Pterostylis caulescens

Scientific classification
- Kingdom: Plantae
- Clade: Tracheophytes
- Clade: Angiosperms
- Clade: Monocots
- Order: Asparagales
- Family: Orchidaceae
- Subfamily: Orchidoideae
- Tribe: Cranichideae
- Genus: Pterostylis
- Species: P. caulescens
- Binomial name: Pterostylis caulescens L.O.Williams

= Pterostylis caulescens =

- Genus: Pterostylis
- Species: caulescens
- Authority: L.O.Williams

Species of orchid

Pterostylis caulescens is a plant in the orchid family Orchidaceae and is endemic to New Guinea.

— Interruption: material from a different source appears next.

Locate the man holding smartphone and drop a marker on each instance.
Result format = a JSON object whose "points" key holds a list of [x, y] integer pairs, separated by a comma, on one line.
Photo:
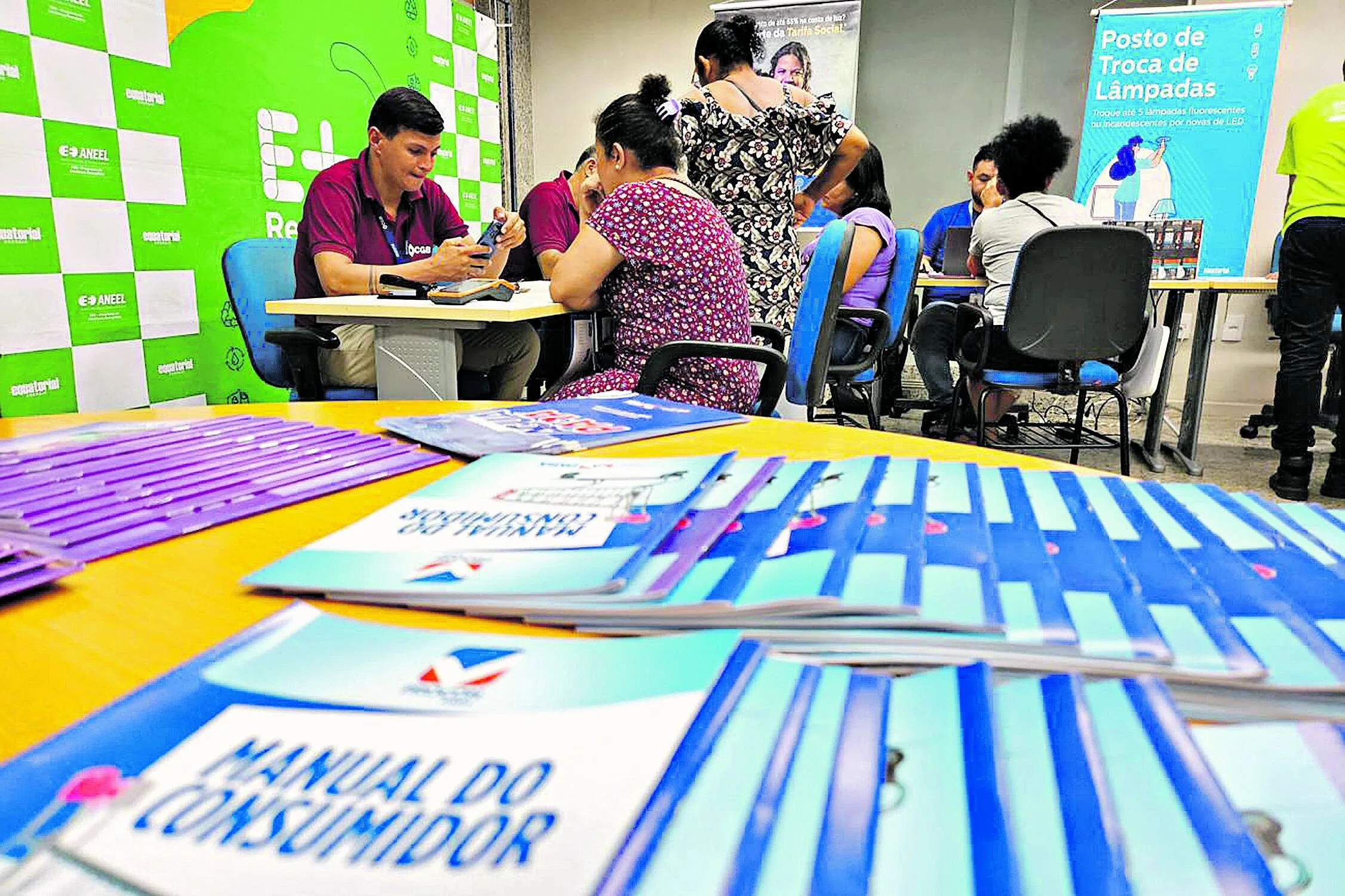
{"points": [[381, 214]]}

It was first formally described in 1946 by Louis Otho Williams from a specimen collected in the Rawlinson Range by Mary Strong Clemens. The description was published in the Harvard University Botanical Museum Leaflets. Williams noted that it was distinguished from other Pterostylis in New Guinea by its large stem leaves which are 55-75 mm long and 14-18 mm wide. He also noted that he was describing the plant from poor material but that the colour of the flower was "flesh pink". The specific epithet (caulescens) is derived from the Latin word caulis meaning "a stem", hence caulescent.